Pero creo también que sólo de vanguardias no vive la revolución. Antonio Gramsci lo expuso con mucha claridad: si queremos construir hegemonía (como presupuesto para el cambio revolucionario), es preciso penetrar en el tejido social. Es decir, alejarse -relativamente- de los núcleos de militancia más activa y comprometida, diversificar la procedencia de militantes, adherentes y votantes. Y, para ello (como para la puesta en práctica de cualquier estrategia de diversidad), hay que estar dispuest@s a renunciar a parte de la propia identidad, cultural y política. A la menos esencial, por supuesto (siendo materia de debate cuál sea tal parte). Así, sigue siendo cierto que no es posible imaginar un cambio político efectivo sin un respaldo en las grandes organizaciones de las izquierdas, y su capacidad de alcanzar y de movilizar a much@s ciudadan@s (pensemos en casos reales: ancian@s, trabajador@s industriales, inmigrantes, habitantes de pueblos y de pequeñas ciudades, etc.) que perciben como demasiado "extremista", o simplemente como totalmente ajena a sus prácticas sociales "normales", la estrategia de movilización callejera y de asamblearismo permanente propias de los movimientos más espontaneístas.
Si todo lo anterior es cierto, entonces yo pediría (no sólo caridad y camaradería, sino también) un esfuerzo por desvelar al sectario que, en el fondo, casi tod@s llevamos dentro, y por controlarlo. Por separar nuestros gustos (sobre los cuales, se suele decir, non est disputandum), esto es, nuestras identidades, de las cuestiones de estrategia política. Es evidente que cada un@ de nosotr@s se siente más cómod@ (por edad, procedencia sociocultural, trayectoria biográfica, etc.) en -digamos- una reunión orgánica de un partido, o en la de una organización social, o en una asamblea abierta, o en un colectivo antifa. No sólo es cierto, sino que es perfectamente respetable, y bueno: para la diversidad de las izquierdas, para enriquecerlas. El problema surge cuando lo que parecía constituir una preferencia y una elección, individual o grupal, se convierte, mirabile dictu, en la formulación de una estrategia, la única (la mejor, cuando menos), para las izquierdas. Esta "falacia del gusto" -si se me permite la expresión- pretendería convertir, ilegítimamente, un preferencia individual en una regla general de acción.

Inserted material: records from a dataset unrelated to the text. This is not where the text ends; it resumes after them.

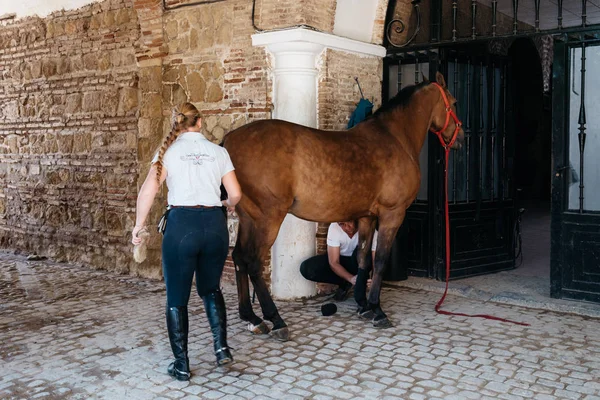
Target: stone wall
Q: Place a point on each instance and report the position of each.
(68, 134)
(86, 97)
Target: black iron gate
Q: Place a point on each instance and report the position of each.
(455, 37)
(575, 270)
(480, 187)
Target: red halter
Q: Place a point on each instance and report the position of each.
(449, 113)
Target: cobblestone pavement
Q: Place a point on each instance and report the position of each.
(69, 332)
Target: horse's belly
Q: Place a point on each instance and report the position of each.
(324, 210)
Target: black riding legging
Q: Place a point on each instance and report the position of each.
(196, 240)
(317, 269)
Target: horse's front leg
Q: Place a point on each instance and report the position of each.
(280, 330)
(255, 324)
(388, 227)
(366, 227)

Y, precisamente, la cuestión es que no parece haber tales reglas generales de acción: en un contexto como el presente, en el que las izquierdas españolas carecen de programa y de estrategia, lo único que deberíamos pedirnos l@s un@s a l@s otr@s es unidad (relativa) en cuanto a los objetivos. Y cierta lealtad en los medios empleados y en las relaciones que establecemos entre nosotr@s. Pues sólo con estas condiciones es posible -sólo posible- que lleguemos a aprovechar la ventana de oportunidad constituida por la crisis: para construir una izquierda potente; y, en el mejor de los casos, para lograr, gracias a ello, defender a la ciudadanía contra la ofensiva antipopular presente. Y me temo que, para intentarlo (no digamos ya para lograrlo), tanto la vanguardia como la retaguardia van a sernos imprescindibles.